Adoptée à l’été 2025, la loi Duplomb visait à répondre aux revendications du monde agricole en assouplissant certaines normes environnementales. Présentée comme un texte de « bon sens rural » par ses soutiens, elle a rapidement cristallisé les tensions entre impératifs écologiques et productivisme agricole. Contestée dans les débats publics, dénoncée par les ONG et les scientifiques, elle a été partiellement censurée par le Conseil constitutionnel avant d’être promulguée dans une version amendée. Cette séquence législative révèle les lignes de fracture persistantes entre institutions, société civile et intérêts économiques.

I. La censure du Conseil constitutionnel : un garde-fou environnemental renforcé

Le 7 août 2025, le Conseil constitutionnel a rendu une décision très attendue sur la loi Duplomb. Saisi par un groupe de parlementaires, il a censuré l’article 2 du texte, qui autorisait la réintroduction encadrée de l’acétamipride, un pesticide de la famille des néonicotinoïdes. Ce produit, interdit en France depuis 2020, est reconnu pour ses effets délétères sur les pollinisateurs, les oiseaux et potentiellement la santé humaine.
La censure s’est appuyée sur l’article 1er de la Charte de l’environnement, qui consacre le principe de précaution. Le Conseil a estimé que les risques environnementaux n’étaient pas suffisamment encadrés ni justifiés par des impératifs d’intérêt général supérieur. Cette décision marque une étape importante dans la jurisprudence environnementale, en affirmant que les considérations agricoles ne peuvent primer sur les principes constitutionnels de protection de la biodiversité.
Cependant, le Conseil a validé d’autres dispositions du texte, jugées moins problématiques :
• Les simplifications administratives pour les élevages intensifs,
• La facilitation de la construction de retenues d’eau agricoles,
• Et la possibilité de prélever dans certaines nappes phréatiques, sous réserve de contrôle juridictionnel.
Ces validations, assorties de réserves, montrent que le Conseil n’a pas rejeté en bloc la loi, mais a cherché à préserver un équilibre entre développement agricole et respect des normes environnementales.

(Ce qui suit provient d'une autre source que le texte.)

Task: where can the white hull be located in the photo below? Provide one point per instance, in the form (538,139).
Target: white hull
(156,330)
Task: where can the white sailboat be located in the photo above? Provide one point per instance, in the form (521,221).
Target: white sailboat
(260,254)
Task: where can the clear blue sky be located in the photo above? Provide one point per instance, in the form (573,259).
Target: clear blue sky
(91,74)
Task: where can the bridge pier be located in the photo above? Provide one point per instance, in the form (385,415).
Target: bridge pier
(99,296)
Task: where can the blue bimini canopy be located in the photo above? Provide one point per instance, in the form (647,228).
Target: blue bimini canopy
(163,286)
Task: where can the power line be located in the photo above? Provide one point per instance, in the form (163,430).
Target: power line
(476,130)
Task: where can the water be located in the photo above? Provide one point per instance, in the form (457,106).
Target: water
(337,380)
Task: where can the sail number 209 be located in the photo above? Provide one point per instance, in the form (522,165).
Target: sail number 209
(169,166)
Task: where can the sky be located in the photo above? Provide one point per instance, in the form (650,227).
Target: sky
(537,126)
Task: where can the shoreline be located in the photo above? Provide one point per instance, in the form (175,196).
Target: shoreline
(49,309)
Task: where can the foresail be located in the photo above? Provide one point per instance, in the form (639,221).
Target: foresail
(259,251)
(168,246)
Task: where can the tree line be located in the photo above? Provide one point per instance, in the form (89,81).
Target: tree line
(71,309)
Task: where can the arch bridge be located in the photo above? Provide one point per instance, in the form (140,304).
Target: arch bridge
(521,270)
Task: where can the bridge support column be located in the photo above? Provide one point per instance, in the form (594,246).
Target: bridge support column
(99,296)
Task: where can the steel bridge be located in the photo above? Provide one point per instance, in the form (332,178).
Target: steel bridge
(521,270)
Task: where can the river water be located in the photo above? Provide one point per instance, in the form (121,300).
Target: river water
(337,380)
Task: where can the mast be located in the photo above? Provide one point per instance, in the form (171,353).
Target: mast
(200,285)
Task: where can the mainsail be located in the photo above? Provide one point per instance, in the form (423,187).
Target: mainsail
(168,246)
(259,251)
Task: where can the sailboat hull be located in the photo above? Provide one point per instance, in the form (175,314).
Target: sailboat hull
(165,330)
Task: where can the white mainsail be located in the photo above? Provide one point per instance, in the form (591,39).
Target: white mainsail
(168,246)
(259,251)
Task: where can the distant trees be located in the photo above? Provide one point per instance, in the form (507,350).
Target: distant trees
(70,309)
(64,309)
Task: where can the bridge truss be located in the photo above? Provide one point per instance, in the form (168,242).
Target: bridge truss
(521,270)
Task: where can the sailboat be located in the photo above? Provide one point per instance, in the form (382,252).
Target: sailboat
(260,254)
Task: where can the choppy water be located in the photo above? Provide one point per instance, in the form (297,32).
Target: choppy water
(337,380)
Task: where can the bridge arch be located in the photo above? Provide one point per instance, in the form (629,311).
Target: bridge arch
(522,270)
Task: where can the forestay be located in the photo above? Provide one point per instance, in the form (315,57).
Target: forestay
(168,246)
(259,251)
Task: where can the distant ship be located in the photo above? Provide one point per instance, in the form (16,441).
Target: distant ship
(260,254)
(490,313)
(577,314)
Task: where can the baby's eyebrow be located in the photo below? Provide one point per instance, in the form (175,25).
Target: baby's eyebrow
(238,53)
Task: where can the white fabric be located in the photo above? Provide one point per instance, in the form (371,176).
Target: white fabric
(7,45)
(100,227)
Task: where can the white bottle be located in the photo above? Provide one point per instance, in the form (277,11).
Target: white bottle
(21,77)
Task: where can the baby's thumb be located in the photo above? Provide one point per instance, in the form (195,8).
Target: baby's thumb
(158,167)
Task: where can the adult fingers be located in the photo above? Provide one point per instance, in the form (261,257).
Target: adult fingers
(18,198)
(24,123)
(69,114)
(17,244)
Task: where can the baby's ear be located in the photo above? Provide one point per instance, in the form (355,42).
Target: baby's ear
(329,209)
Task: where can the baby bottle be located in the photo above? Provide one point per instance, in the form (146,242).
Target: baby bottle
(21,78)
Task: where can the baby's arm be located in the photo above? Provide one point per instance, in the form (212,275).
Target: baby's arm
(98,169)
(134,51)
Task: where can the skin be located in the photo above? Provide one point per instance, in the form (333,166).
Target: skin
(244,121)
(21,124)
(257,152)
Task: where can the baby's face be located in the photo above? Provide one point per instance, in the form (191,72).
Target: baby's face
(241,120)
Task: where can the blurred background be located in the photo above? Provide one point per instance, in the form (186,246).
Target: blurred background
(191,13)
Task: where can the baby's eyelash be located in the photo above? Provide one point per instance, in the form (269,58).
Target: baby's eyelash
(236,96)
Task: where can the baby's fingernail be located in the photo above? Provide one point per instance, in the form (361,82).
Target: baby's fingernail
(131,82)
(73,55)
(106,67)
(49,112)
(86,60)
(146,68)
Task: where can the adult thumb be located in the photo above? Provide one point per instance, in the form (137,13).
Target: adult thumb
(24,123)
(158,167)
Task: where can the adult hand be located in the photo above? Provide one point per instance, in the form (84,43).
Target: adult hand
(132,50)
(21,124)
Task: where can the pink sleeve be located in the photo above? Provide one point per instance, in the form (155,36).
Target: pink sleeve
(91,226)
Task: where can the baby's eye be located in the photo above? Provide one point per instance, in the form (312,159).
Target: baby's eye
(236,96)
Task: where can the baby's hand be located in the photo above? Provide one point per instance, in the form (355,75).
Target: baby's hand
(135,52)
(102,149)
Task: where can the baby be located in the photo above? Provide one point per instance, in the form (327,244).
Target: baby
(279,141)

II. La promulgation du texte amendé : un compromis sous haute tension

Le 12 août 2025, le président Emmanuel Macron a promulgué la loi Duplomb, amputée de son article censuré. Ce choix politique, salué par les syndicats agricoles mais critiqué par les écologistes, illustre une volonté de conciliation : avancer sur les enjeux agricoles sans franchir les lignes rouges constitutionnelles.
La loi avait été adoptée au Parlement en juillet avec un soutien transpartisan : majorité présidentielle, Républicains, et une partie de l’extrême droite. Ce large consensus politique contraste avec la mobilisation citoyenne massive qu’elle a suscitée. En quelques jours, une pétition contre le texte a recueilli plus de 2 millions de signatures, un record en France. Des manifestations ont eu lieu dans plusieurs grandes villes, portées par des ONG comme France Nature Environnement, Greenpeace ou Pollinis.
Les critiques se sont concentrées sur :
• Le risque de recul des normes environnementales,
• La facilitation des projets agricoles intensifs,
• Et la marginalisation des instances scientifiques dans l’évaluation des risques.
Malgré la promulgation, le débat reste ouvert. Laurent Duplomb, sénateur à l’origine du texte, a déclaré vouloir retravailler une version conforme aux exigences du Conseil pour réintroduire l’acétamipride. Cette annonce laisse présager une nouvelle bataille législative.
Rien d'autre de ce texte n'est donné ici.